You have a serious problem of distorting reality. You could sleep with the entire planet and still feel rejected.
- Stéphanie in The Science of Sleep
In de kamer hierboven zijn ze aan het poolen. Ik hoor het aan het tikken van de keu tegen de bal, de vele voetstappen en het gejuich, soms. In de kamer hierboven is het wel gezellig.
Ik ben moe. Ik heb mijn vader al vele dagen niet opgezocht en de vis moet gevoerd worden. Die gedachten maakt me nog moeier. En het gepool van boven. Tik-tik. Slapen.
Als ik mezelf zover heb eindelijk uit bed te komen, zie ik dat ik de gordijnen open heb gelaten. Ik loop naar het raam en kijk naar beneden. Als ik eenmaal begin met mensen kijken kan ik niet stoppen, het oefent een onbedwingbare aantrekkingskracht op me uit. De mensen zijn als een vlam.

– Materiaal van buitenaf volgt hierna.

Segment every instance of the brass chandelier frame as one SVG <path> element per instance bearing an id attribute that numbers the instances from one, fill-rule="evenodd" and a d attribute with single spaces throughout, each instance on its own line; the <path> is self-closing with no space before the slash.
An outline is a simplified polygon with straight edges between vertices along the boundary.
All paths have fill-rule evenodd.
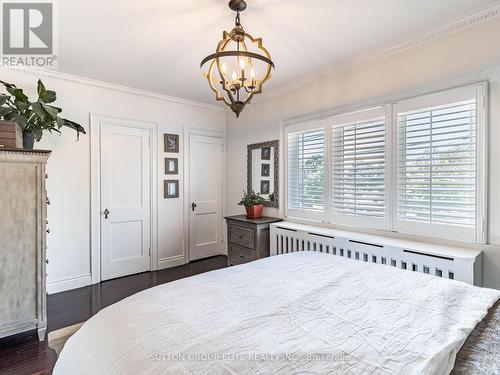
<path id="1" fill-rule="evenodd" d="M 222 40 L 218 43 L 216 52 L 205 57 L 200 67 L 211 61 L 208 72 L 205 74 L 211 90 L 215 93 L 217 100 L 222 100 L 239 117 L 245 105 L 249 104 L 254 95 L 262 93 L 262 85 L 270 79 L 271 72 L 274 69 L 274 63 L 268 50 L 262 45 L 262 38 L 254 38 L 245 30 L 240 23 L 240 12 L 246 9 L 244 0 L 231 0 L 229 7 L 236 12 L 235 26 L 231 32 L 224 31 Z M 249 52 L 246 40 L 255 44 L 262 54 Z M 229 45 L 235 42 L 236 50 L 228 50 Z M 241 69 L 239 75 L 232 80 L 227 77 L 228 72 L 224 70 L 221 58 L 234 56 L 238 62 L 241 59 L 248 62 L 251 69 L 251 77 L 246 77 L 244 70 Z M 255 77 L 252 59 L 266 63 L 264 76 L 261 79 Z M 217 70 L 215 72 L 214 70 Z M 215 76 L 214 76 L 215 73 Z M 234 73 L 233 73 L 234 74 Z M 218 78 L 215 78 L 218 75 Z M 217 88 L 219 85 L 222 90 Z M 244 95 L 246 94 L 246 97 Z"/>

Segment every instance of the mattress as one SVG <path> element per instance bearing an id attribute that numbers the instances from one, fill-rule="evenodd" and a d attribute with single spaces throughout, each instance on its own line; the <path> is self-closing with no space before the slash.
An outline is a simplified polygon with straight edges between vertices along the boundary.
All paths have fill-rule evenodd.
<path id="1" fill-rule="evenodd" d="M 470 373 L 495 366 L 480 362 L 497 355 L 487 354 L 496 310 L 483 318 L 499 298 L 329 254 L 273 256 L 100 311 L 68 340 L 54 374 Z"/>

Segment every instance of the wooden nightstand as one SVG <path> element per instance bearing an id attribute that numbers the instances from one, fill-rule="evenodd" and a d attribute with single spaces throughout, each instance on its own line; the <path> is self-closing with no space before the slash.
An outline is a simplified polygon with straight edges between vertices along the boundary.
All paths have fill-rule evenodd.
<path id="1" fill-rule="evenodd" d="M 227 252 L 229 265 L 242 264 L 269 256 L 269 224 L 281 221 L 262 216 L 227 216 Z"/>

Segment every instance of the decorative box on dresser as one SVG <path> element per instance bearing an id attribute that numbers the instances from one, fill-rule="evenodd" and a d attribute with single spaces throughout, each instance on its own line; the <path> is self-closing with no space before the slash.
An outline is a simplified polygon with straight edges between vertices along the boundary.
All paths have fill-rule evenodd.
<path id="1" fill-rule="evenodd" d="M 281 221 L 263 216 L 248 219 L 246 215 L 227 216 L 227 252 L 230 265 L 251 262 L 269 256 L 269 224 Z"/>
<path id="2" fill-rule="evenodd" d="M 0 148 L 0 337 L 37 329 L 45 338 L 49 155 Z"/>

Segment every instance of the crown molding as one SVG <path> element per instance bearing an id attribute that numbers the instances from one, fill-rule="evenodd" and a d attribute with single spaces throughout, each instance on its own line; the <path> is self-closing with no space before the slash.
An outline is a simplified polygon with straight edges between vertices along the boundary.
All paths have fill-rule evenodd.
<path id="1" fill-rule="evenodd" d="M 84 86 L 96 87 L 96 88 L 100 88 L 100 89 L 111 90 L 111 91 L 121 92 L 121 93 L 125 93 L 125 94 L 142 96 L 145 98 L 162 100 L 165 102 L 178 103 L 178 104 L 184 104 L 184 105 L 189 105 L 189 106 L 203 108 L 203 109 L 209 109 L 212 111 L 225 112 L 225 108 L 223 106 L 219 106 L 219 105 L 215 105 L 215 104 L 208 104 L 208 103 L 198 102 L 195 100 L 159 94 L 159 93 L 156 93 L 153 91 L 141 90 L 141 89 L 136 89 L 136 88 L 128 87 L 128 86 L 122 86 L 122 85 L 118 85 L 118 84 L 114 84 L 114 83 L 98 81 L 98 80 L 94 80 L 94 79 L 90 79 L 90 78 L 75 76 L 72 74 L 56 72 L 54 70 L 24 67 L 24 66 L 23 67 L 18 67 L 18 66 L 5 67 L 5 69 L 23 72 L 23 73 L 28 73 L 28 74 L 36 75 L 36 76 L 42 77 L 42 78 L 52 78 L 52 79 L 76 83 L 76 84 L 80 84 L 80 85 L 84 85 Z"/>
<path id="2" fill-rule="evenodd" d="M 448 36 L 450 34 L 468 29 L 470 27 L 479 25 L 486 21 L 490 21 L 491 19 L 496 18 L 498 16 L 500 16 L 499 3 L 493 6 L 482 8 L 479 11 L 457 17 L 444 25 L 425 30 L 417 35 L 414 35 L 409 39 L 392 44 L 376 52 L 370 52 L 355 57 L 354 59 L 350 60 L 347 63 L 331 66 L 323 70 L 320 70 L 317 73 L 306 74 L 294 81 L 276 86 L 274 88 L 270 88 L 266 91 L 264 95 L 262 95 L 262 97 L 270 97 L 270 96 L 277 96 L 284 94 L 294 89 L 298 89 L 301 86 L 306 85 L 307 83 L 311 83 L 318 80 L 324 80 L 336 73 L 350 70 L 358 66 L 367 65 L 393 55 L 397 55 L 404 51 L 418 47 L 422 44 L 426 44 L 444 38 L 445 36 Z"/>

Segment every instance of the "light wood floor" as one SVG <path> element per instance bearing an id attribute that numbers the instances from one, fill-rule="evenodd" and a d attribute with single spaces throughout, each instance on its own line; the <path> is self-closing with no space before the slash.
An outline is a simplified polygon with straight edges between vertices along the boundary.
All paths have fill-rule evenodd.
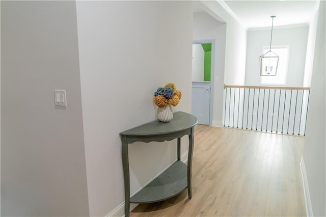
<path id="1" fill-rule="evenodd" d="M 140 204 L 131 216 L 305 216 L 304 138 L 197 125 L 193 198 L 186 189 Z"/>

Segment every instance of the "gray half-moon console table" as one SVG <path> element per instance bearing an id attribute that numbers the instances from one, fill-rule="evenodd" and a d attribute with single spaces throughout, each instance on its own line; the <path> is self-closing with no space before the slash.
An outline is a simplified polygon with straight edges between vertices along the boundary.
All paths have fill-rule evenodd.
<path id="1" fill-rule="evenodd" d="M 194 130 L 197 124 L 194 116 L 177 112 L 168 123 L 152 121 L 120 133 L 122 142 L 122 164 L 124 177 L 125 216 L 129 216 L 130 203 L 147 203 L 172 198 L 188 188 L 192 199 L 192 160 Z M 187 165 L 180 160 L 180 140 L 189 136 Z M 130 198 L 128 145 L 135 142 L 164 142 L 177 139 L 178 159 L 161 174 Z"/>

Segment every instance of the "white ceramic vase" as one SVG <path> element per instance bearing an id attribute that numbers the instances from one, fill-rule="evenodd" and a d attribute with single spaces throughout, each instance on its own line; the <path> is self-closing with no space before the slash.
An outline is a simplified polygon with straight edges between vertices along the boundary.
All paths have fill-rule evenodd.
<path id="1" fill-rule="evenodd" d="M 156 117 L 157 119 L 161 122 L 170 122 L 173 118 L 172 106 L 170 104 L 168 104 L 164 107 L 158 107 Z"/>

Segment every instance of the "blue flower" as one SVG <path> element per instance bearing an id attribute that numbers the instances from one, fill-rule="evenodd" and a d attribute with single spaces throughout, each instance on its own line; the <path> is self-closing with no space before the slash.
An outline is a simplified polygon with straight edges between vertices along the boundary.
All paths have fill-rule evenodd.
<path id="1" fill-rule="evenodd" d="M 154 96 L 157 96 L 159 95 L 164 95 L 164 88 L 158 88 L 158 89 L 157 89 L 156 92 L 154 93 Z"/>
<path id="2" fill-rule="evenodd" d="M 171 88 L 165 88 L 163 96 L 168 99 L 171 99 L 173 96 L 173 89 Z"/>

Gister in de trein was ik iemand tegengekomen, perfect voor een recensie. Het was een dunne man van rond de zestig, met wenkbrauwen die ik af wilde knippen. Hij rookte pijp (dat zag je aan zijn tanden), maar omdat je in de trein niet mag roken, maakte hij steeds zenuwachtige smakbewegingen met zijn mond. En hij las een boek, hoewel, niet echt. Volgens mij luisterde hij naar het gesprek achter hem, wat ging over de bedpraktijken van een studiegenoot van de sprekers. Dat het zijn interesse lokte was dus niet verwonderlijk. Zijn kleding bestond uit het soort kaki-bruin-grijze kleurpalet dat veel van die oudjes dragen, en hij droeg een platte body-warmer. Het feit dat hij af en toe commentaar mompelde op het gesprek achter hem, maakte dat ik dit een heerlijke meneer vond. Toen zijn rit afgelopen was (in Rosendaal, meende ik) stond de meneer op en zag ik wat voor boek hij las.'Gek op Egels - of hoe egels de wereld redden' van Hugh Warwick. Ik gaf de meneer vijf sterren.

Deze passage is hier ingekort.